I went to see my actor friend Bruce Barton perform in SIX HUSBANDS OF ELIZABETH THE QUEEN. I was bored out of my mind for most of the show, until the last fifteen minutes when Bruce, who had previously been the chorus, turns into William Shakespeare.

This is quite the summer - that's the second actor from my JANE EYRE cast who has portrayed a famous Elizabethan playwright this summer - Nat Cassidy portrayed Christopher Marlowe in his The Reckoning of Kit and Little Boots. KIT also had Shakespeare in it, although he's a bit of a doofus as written by Nat.

But even so - if you are an actor, you can't do better than being cast as Big Bill no matter how he is portrayed. As long as Shakespeare is on stage, the audience is saying to itself "William Shakespeare!" Ain't nobody else matter nearly as much in the scene, including Christopher Marlowe, or Queen Elizabeth, as in SIX HUSBANDS. I'd venture to say that the ONLY literary personage who could share the stage with Shakespeare and not have the scene completely stolen away is Oscar Wilde.

Martin Denton also disliked SIX HUSBANDS which surprises me - usually I completely disagree with Denton, and feel that as a general rule he, like most theater critics, cannot discern shit from Shinola.

I have to wonder why the author thought it would be a good idea to write the entire play in Shakespearean sonnet form. I've written plays with rhyming verse, and I've written sonnets, but I would never attempt an entire play in sonnet form.

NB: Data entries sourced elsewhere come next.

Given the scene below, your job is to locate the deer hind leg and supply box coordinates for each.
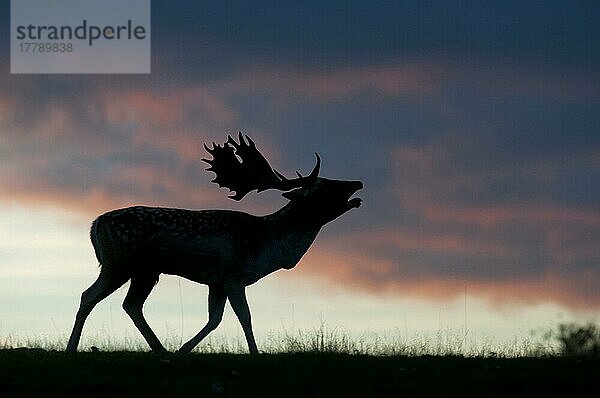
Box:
[123,275,166,353]
[179,286,227,353]
[67,268,129,352]
[227,286,258,354]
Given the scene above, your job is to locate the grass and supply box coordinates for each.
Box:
[0,325,600,398]
[0,349,600,398]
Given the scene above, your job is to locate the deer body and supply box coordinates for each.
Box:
[67,134,362,354]
[90,205,320,286]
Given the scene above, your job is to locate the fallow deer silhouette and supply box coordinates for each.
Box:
[67,133,363,354]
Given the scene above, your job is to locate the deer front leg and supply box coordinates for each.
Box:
[226,286,258,354]
[178,286,227,353]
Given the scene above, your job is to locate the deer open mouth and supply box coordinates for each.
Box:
[348,198,362,209]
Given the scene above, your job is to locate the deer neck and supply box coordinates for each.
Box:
[265,202,322,269]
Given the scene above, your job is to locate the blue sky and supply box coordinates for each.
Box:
[0,0,600,346]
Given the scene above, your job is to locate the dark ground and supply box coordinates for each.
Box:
[0,349,600,398]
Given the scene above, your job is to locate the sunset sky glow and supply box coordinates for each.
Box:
[0,0,600,348]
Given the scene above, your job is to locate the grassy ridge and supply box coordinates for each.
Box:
[0,349,600,398]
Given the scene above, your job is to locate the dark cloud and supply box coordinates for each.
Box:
[0,1,600,308]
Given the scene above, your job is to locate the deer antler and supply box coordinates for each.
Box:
[202,132,321,200]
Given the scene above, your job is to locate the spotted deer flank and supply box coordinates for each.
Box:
[67,133,363,354]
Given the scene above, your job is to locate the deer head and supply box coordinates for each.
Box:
[202,132,363,224]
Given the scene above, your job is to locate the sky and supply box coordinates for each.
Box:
[0,0,600,344]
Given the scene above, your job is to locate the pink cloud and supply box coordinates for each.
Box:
[300,247,600,311]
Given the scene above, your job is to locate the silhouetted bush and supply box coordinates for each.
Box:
[556,323,600,357]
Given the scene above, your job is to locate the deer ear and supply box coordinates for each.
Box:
[281,188,306,200]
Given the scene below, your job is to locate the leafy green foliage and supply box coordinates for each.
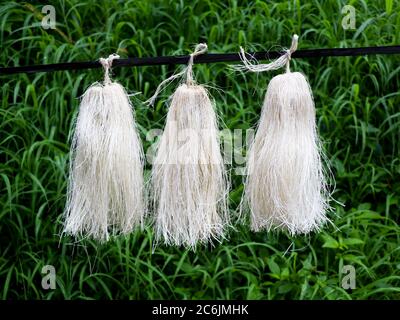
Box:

Rhyming wasn't the main problem with SIX HUSBANDS, but I'm sure it contributed to the main problem, which was the lack of emotional resonance. Nowhere close to an emotional orgasm. Which, considering there are six husbands is a pretty bad record. Well, technically there were only four husbands, but that's still a huge strike-out percentage.

But Bruce was great, as he always is. And he looks quite dashing in a beard.